The number of homeless households in England has risen by almost a fifth compared with the same period last year, official figures show. 12,830 new homeless applicants, of which 2,620 had dependent children. Meanwhile, the figures for 2011 as a whole showed nearly 50,000 families were newly classed as homeless during the year. This is a 14% rise on 2010.
Charity Shelter said the data was a shocking reminder of "the divide between the housing haves and have nots".
Shelter chief executive Campbell Robb explained "Amid growing economic gloom and rising unemployment, increasing numbers of ordinary families are falling victim to our housing crisis. Some may be priced out of the housing market, forced to bring up their families in a revolving door of private let after private let. Others may have to leave the areas they have always called home, driven out by the cost of housing. And for those we are hearing about in today's figures, the worst has happened, and they have lost their home altogether."

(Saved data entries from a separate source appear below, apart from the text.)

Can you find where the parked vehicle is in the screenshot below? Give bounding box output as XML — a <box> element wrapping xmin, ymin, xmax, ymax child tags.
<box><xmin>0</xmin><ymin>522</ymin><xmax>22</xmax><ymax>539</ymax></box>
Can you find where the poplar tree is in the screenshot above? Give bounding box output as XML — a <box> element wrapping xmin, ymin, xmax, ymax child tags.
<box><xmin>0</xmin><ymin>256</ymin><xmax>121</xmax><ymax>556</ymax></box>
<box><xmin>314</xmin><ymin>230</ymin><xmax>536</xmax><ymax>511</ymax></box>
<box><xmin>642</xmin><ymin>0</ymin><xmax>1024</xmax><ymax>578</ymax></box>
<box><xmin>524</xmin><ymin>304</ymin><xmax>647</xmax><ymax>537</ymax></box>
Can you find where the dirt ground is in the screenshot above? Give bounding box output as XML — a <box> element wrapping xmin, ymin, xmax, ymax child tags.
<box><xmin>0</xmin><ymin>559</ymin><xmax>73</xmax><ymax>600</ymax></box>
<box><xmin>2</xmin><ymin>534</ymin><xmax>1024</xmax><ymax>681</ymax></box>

Chief executive of charity Crisis Leslie Morphy said: "Our worst fears are coming to pass. We face a perfect storm of economic downturn, rising joblessness and soaring demand for limited affordable housing combined with government policy to cut housing benefit plus local cuts to homelessness services. The results are clear: we have now had two years of rising homelessness, and with the worst of the cuts still to bite we can only predict that homelessness will continue to rise."